The chestnut man touched his cap as Alice approached him. She proffered twopence and said, ‘I believe these gentlemen could catch a bus from here to Charing Cross, is that right?’

It was as neat a way as she could have contrived to terminate the interview.

‘That’s right, miss. Cost ’em a bob each.’ He shovelled a large helping of chestnuts into a bag. Cribb stepped forward to take them, since Thackeray was still holding the basket and they were clearly too hot for a young lady to handle. He passed them to Thackeray in such a way that his back was towards Alice as he deliberately tore the side of the paper bag and dropped the still smoking nuts among the oranges in the basket.

‘Moses, Sarge!’ said Thackeray in bewilderment.

‘Another bag, if you please,’ called Cribb to the salesman.

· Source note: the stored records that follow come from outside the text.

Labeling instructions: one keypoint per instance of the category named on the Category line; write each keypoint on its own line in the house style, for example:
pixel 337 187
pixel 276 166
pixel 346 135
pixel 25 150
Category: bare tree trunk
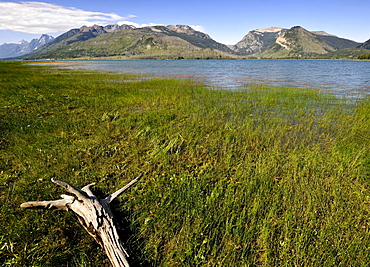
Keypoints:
pixel 94 214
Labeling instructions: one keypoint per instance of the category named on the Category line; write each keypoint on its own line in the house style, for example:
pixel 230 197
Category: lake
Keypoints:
pixel 351 78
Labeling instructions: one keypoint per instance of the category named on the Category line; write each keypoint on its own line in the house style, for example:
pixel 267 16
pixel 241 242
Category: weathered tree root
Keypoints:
pixel 94 214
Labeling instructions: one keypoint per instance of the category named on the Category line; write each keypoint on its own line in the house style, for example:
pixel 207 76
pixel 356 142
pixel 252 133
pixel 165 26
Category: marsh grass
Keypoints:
pixel 261 176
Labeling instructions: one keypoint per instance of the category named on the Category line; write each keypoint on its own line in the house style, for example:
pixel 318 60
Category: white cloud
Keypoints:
pixel 39 17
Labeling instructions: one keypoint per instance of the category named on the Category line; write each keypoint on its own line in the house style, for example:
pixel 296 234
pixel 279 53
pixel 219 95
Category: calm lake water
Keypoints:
pixel 342 77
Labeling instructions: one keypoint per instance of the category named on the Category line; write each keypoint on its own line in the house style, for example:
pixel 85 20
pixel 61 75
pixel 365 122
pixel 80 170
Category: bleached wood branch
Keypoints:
pixel 94 214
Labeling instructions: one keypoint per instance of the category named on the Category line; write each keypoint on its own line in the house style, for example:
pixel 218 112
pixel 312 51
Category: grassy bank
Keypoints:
pixel 261 176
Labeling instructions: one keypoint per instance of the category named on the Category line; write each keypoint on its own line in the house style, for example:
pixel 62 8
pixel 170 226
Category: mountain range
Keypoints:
pixel 23 47
pixel 183 42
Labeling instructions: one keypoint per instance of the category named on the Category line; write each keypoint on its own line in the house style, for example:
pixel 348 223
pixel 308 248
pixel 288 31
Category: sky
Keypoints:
pixel 225 21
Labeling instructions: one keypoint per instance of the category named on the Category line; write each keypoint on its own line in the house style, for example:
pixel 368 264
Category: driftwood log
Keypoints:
pixel 94 214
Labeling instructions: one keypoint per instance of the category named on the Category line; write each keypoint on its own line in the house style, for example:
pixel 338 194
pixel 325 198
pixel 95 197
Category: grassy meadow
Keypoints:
pixel 260 176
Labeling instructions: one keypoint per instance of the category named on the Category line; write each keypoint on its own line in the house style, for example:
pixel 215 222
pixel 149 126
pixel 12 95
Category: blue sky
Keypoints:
pixel 225 21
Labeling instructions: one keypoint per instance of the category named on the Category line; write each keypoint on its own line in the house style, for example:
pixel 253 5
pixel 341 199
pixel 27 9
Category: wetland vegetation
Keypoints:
pixel 259 176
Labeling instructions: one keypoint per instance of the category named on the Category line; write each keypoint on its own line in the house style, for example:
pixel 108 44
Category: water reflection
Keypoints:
pixel 342 77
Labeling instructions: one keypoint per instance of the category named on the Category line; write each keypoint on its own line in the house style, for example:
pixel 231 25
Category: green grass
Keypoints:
pixel 261 176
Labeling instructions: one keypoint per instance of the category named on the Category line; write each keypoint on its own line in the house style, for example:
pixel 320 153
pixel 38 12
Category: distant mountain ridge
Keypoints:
pixel 183 42
pixel 172 41
pixel 23 47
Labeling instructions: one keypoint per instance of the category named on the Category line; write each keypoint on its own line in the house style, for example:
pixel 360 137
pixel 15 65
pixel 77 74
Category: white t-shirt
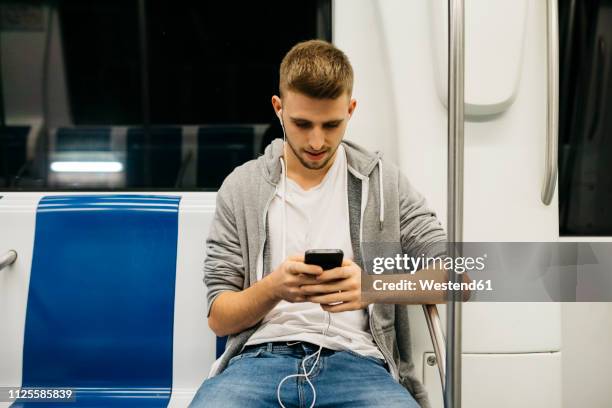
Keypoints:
pixel 316 219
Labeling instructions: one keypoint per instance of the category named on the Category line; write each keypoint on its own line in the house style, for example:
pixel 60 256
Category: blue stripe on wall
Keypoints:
pixel 100 307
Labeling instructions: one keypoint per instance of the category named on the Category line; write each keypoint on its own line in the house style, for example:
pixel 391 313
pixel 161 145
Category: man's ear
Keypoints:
pixel 276 104
pixel 352 106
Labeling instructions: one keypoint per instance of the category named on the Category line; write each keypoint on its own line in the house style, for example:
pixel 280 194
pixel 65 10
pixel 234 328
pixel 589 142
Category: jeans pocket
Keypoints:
pixel 368 358
pixel 248 354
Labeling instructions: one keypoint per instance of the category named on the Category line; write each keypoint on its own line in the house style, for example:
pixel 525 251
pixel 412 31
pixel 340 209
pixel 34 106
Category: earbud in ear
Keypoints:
pixel 280 117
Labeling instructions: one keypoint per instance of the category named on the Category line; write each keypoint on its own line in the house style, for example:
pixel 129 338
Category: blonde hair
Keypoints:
pixel 317 69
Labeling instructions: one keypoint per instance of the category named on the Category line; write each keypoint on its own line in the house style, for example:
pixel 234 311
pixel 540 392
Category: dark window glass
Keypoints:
pixel 154 94
pixel 585 125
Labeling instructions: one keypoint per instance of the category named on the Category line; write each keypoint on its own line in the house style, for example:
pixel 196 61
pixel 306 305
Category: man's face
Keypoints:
pixel 314 127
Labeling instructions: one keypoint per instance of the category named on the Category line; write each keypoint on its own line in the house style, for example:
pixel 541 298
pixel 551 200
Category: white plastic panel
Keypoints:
pixel 504 381
pixel 494 43
pixel 17 220
pixel 359 31
pixel 194 343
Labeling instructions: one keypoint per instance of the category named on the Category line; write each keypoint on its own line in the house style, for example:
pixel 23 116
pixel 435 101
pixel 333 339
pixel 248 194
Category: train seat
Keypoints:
pixel 103 315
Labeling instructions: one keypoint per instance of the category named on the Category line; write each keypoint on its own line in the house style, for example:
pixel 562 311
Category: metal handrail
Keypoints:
pixel 8 259
pixel 456 102
pixel 434 324
pixel 552 106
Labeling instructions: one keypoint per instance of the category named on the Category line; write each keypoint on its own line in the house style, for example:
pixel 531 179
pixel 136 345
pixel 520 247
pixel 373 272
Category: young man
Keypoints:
pixel 299 335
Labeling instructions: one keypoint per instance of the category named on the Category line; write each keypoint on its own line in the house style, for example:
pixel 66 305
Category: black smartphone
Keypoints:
pixel 325 258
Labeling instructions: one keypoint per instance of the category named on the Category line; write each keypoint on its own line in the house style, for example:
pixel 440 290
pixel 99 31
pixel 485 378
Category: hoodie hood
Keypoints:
pixel 359 160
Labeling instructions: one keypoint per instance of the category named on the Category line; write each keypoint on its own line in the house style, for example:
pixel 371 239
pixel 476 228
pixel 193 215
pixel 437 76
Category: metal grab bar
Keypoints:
pixel 434 324
pixel 8 259
pixel 552 106
pixel 456 101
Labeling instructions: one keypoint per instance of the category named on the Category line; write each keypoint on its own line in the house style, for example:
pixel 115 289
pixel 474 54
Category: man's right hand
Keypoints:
pixel 287 279
pixel 233 312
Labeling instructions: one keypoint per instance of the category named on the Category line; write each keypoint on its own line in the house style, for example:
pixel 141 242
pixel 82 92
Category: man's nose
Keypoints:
pixel 316 140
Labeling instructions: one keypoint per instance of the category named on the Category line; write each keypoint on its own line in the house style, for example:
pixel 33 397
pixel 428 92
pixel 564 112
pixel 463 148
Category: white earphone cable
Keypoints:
pixel 317 353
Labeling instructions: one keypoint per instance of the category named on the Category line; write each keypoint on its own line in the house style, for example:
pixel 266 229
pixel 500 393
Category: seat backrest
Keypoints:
pixel 100 307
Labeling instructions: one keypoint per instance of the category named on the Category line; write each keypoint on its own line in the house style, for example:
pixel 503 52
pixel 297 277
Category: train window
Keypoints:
pixel 141 94
pixel 585 127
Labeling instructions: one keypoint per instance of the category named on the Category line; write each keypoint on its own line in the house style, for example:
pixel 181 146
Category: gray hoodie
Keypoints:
pixel 383 208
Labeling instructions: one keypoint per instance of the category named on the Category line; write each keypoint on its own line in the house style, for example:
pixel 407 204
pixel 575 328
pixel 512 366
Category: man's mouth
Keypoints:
pixel 315 156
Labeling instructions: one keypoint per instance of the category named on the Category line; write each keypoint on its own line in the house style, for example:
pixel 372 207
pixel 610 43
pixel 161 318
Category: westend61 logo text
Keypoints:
pixel 412 264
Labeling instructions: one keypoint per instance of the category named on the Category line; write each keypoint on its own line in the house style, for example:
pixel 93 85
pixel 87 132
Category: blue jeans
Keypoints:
pixel 341 379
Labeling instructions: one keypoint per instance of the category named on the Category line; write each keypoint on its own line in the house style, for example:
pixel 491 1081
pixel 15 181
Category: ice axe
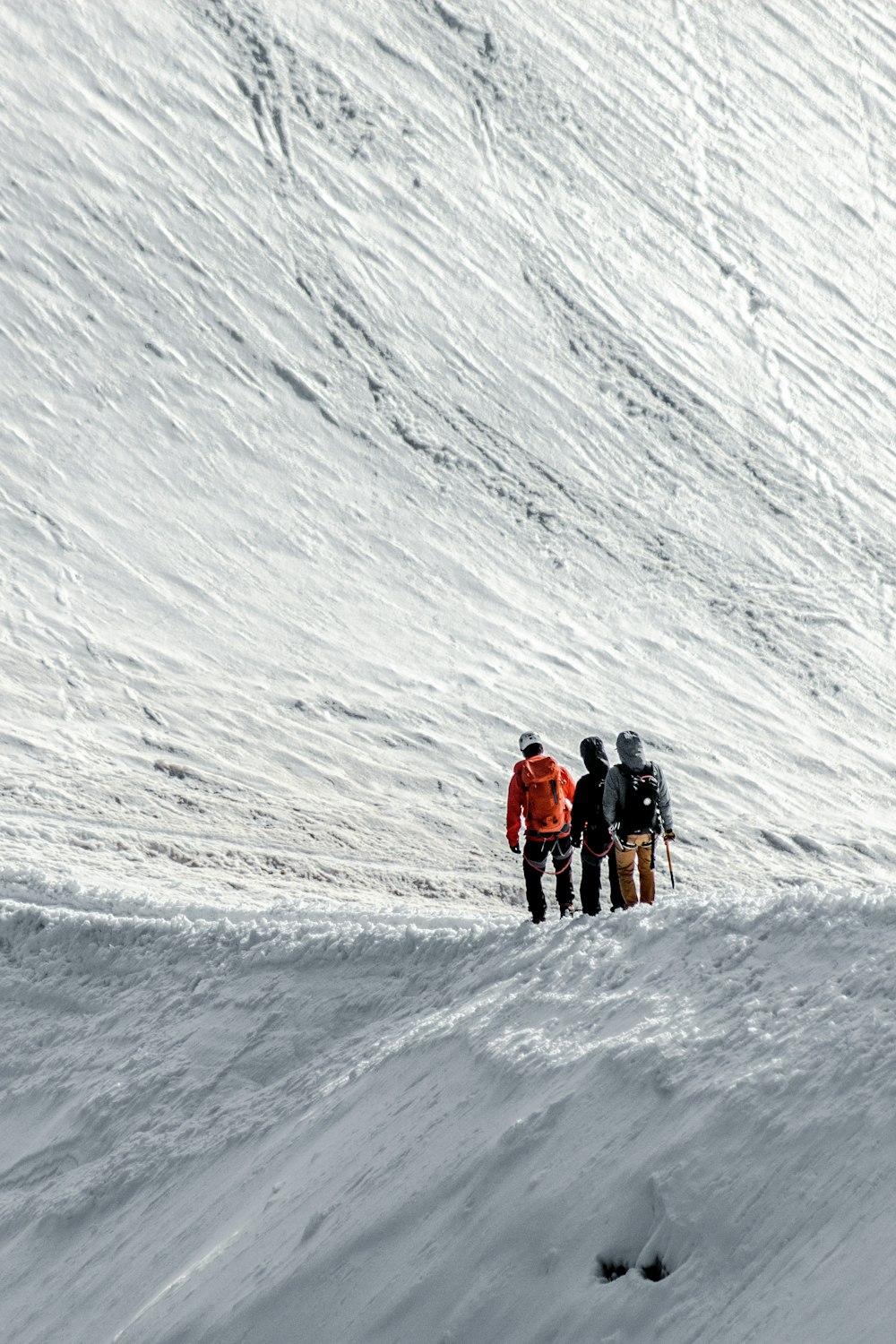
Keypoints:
pixel 672 876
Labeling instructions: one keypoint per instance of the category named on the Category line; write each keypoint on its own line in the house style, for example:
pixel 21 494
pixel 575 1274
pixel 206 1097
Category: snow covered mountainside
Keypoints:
pixel 382 379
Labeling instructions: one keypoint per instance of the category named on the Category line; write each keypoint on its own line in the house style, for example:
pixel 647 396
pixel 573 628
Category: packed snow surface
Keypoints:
pixel 379 381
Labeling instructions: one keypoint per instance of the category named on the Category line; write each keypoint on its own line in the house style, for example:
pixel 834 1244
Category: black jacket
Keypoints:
pixel 587 804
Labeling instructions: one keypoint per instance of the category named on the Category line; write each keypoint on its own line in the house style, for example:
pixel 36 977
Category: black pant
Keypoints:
pixel 535 860
pixel 590 884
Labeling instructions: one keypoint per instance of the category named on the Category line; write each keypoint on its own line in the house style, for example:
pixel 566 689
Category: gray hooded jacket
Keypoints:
pixel 614 790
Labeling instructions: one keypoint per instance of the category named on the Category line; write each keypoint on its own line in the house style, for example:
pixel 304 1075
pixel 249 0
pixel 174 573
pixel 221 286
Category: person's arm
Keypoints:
pixel 579 817
pixel 514 808
pixel 610 796
pixel 664 801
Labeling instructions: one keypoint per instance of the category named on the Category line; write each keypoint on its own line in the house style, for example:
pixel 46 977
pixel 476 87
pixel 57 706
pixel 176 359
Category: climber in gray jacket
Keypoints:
pixel 635 806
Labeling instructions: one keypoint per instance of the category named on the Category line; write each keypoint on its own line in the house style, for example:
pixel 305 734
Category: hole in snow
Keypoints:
pixel 607 1269
pixel 654 1271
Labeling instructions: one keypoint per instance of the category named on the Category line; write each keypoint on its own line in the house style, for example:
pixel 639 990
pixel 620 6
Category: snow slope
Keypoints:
pixel 383 379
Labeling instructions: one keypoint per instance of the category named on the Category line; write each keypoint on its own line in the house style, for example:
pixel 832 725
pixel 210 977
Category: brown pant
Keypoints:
pixel 625 867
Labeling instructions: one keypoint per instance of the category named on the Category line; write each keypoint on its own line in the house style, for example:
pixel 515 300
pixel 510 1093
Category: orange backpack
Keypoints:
pixel 546 809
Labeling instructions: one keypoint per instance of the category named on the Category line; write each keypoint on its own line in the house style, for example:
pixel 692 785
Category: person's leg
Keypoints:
pixel 535 857
pixel 645 870
pixel 590 884
pixel 625 871
pixel 563 870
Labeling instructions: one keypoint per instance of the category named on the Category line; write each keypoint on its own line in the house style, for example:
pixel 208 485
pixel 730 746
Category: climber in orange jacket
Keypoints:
pixel 541 792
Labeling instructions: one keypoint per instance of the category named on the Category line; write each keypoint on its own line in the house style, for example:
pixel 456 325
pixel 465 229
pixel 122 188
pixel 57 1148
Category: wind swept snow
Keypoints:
pixel 379 381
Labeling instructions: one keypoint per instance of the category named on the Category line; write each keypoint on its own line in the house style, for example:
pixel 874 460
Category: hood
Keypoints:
pixel 594 755
pixel 630 750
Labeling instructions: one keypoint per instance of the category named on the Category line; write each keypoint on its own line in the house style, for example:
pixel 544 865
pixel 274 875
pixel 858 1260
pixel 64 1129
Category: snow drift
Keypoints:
pixel 379 383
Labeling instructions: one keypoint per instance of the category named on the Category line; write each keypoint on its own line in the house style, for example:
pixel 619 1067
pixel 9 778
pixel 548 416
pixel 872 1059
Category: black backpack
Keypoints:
pixel 640 803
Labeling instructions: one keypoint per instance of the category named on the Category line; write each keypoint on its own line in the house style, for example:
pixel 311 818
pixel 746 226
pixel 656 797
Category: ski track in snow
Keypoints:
pixel 382 381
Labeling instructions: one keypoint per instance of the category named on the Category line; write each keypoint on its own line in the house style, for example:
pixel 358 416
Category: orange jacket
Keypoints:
pixel 516 798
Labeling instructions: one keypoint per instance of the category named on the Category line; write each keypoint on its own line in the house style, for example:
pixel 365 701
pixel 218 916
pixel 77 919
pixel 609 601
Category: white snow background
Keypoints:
pixel 381 379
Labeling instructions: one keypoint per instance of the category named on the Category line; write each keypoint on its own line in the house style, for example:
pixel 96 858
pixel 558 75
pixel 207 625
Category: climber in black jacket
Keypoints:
pixel 590 830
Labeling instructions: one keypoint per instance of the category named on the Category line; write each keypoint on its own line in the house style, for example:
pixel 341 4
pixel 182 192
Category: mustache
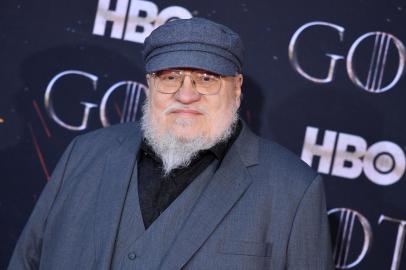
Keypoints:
pixel 175 107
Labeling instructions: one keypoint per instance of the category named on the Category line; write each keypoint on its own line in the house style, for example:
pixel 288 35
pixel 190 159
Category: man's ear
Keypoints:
pixel 238 88
pixel 148 78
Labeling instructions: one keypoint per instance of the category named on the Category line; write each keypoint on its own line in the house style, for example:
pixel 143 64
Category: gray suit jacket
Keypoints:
pixel 263 209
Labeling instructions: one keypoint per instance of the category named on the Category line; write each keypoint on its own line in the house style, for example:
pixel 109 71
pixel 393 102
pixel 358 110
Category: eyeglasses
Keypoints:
pixel 171 80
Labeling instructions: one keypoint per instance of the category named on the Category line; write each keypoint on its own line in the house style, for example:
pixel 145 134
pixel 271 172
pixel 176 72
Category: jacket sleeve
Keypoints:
pixel 27 252
pixel 309 246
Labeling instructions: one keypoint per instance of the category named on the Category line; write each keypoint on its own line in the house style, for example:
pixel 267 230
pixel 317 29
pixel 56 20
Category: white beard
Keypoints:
pixel 176 152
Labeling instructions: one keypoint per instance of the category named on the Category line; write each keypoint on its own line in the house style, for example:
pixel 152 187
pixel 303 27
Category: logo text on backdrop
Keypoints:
pixel 346 155
pixel 373 80
pixel 133 20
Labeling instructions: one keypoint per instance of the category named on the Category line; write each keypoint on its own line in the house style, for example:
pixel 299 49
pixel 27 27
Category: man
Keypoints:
pixel 190 188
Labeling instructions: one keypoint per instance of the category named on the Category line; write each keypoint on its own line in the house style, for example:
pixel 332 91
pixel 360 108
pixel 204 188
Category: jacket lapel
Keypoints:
pixel 112 192
pixel 228 184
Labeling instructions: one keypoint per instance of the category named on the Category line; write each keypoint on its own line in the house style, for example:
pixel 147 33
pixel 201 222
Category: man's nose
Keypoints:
pixel 187 92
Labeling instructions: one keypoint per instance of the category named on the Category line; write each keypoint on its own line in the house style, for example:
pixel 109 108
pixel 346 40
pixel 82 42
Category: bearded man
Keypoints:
pixel 191 187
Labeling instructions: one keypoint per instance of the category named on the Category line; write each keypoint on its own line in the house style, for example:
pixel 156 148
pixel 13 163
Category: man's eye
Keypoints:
pixel 169 77
pixel 207 78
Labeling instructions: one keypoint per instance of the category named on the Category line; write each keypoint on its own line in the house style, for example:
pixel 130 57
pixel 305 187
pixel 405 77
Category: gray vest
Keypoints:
pixel 137 248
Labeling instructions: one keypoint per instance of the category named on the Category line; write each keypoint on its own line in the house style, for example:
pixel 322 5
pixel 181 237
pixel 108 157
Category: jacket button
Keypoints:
pixel 132 255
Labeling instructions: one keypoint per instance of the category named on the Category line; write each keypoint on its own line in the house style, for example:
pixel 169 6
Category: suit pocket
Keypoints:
pixel 248 248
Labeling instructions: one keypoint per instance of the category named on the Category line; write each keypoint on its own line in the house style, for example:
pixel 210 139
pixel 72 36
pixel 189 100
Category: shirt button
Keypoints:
pixel 132 256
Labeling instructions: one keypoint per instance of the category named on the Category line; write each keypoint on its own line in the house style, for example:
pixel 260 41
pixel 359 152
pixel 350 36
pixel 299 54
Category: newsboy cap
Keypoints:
pixel 194 43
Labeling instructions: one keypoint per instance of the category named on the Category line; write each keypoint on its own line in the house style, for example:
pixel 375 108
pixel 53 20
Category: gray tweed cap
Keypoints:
pixel 194 43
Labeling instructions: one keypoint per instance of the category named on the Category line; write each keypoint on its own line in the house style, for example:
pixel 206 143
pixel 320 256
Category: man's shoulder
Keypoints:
pixel 114 132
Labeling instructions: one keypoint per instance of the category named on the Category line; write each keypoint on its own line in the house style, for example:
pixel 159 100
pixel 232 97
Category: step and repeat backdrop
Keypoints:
pixel 323 78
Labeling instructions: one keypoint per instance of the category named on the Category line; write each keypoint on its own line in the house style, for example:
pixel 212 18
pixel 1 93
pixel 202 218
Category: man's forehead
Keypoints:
pixel 187 69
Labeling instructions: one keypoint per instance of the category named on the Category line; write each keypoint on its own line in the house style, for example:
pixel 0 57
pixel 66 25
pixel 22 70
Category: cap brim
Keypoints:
pixel 191 59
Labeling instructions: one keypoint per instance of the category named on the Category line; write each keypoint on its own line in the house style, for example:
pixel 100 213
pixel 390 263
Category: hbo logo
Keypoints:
pixel 346 155
pixel 134 20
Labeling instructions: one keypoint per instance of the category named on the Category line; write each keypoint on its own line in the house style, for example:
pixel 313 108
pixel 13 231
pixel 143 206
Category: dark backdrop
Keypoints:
pixel 323 78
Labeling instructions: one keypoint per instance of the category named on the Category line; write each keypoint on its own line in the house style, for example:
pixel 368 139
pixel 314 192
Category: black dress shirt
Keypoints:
pixel 157 192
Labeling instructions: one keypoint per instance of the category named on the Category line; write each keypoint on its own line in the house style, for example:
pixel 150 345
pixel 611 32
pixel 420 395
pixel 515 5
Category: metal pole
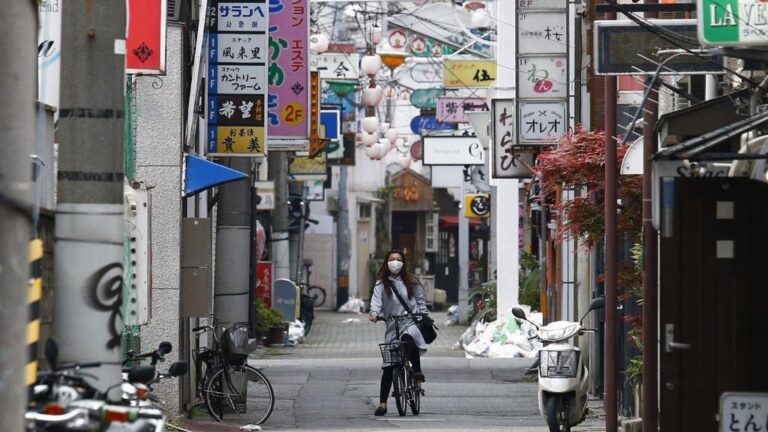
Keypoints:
pixel 611 252
pixel 650 264
pixel 18 84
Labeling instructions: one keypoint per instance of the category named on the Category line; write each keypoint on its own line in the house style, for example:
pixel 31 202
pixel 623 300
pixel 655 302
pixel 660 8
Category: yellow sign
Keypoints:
pixel 468 73
pixel 240 140
pixel 477 205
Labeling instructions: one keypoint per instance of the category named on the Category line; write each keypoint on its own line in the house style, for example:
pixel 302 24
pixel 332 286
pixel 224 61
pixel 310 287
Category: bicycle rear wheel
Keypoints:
pixel 415 389
pixel 398 379
pixel 241 393
pixel 318 295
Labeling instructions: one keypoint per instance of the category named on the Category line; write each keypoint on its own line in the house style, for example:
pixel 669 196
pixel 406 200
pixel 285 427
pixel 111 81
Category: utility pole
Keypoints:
pixel 89 249
pixel 18 85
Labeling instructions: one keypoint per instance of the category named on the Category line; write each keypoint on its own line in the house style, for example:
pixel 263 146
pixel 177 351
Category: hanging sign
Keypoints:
pixel 542 77
pixel 288 101
pixel 237 78
pixel 452 109
pixel 477 205
pixel 421 123
pixel 468 73
pixel 426 98
pixel 542 32
pixel 542 122
pixel 338 66
pixel 145 37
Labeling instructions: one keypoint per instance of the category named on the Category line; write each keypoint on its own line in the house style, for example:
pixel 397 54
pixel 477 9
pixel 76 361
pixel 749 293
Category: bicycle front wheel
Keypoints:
pixel 318 295
pixel 241 394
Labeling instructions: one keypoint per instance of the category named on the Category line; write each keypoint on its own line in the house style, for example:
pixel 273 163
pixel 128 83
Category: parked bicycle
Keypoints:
pixel 231 389
pixel 406 390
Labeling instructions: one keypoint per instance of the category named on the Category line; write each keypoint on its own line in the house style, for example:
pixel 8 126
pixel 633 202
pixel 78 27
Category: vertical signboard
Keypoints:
pixel 237 78
pixel 288 101
pixel 145 37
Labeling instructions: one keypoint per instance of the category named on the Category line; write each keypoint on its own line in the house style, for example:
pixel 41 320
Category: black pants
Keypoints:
pixel 412 351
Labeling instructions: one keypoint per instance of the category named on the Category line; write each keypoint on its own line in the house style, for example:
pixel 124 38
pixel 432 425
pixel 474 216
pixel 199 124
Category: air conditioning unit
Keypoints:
pixel 173 8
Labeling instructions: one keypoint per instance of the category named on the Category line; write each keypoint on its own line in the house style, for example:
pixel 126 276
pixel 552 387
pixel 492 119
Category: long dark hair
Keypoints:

It was the work of a few seconds to retrieve the hot nuts, and no visible damage was done to the fruit or the basket. To Thackeray it was a wholly mysterious incident, but he contained his curiosity until Miss Probert had set off again along Hill Street on her errand. ‘Why did you do it, Sarge?’ he asked, biting with relish into a chestnut.

‘I wanted to see what was under that layer of oranges. Didn’t you notice?’

‘Yes, Sarge. A lady’s hairbrush and comb. There’s nothing extraordinary in that, is there?’

‘That’s a matter I want you to investigate, Constable. Follow Miss Probert and find out where she goes. You’d better leave the nuts with me, or she’ll smell you coming a mile off.’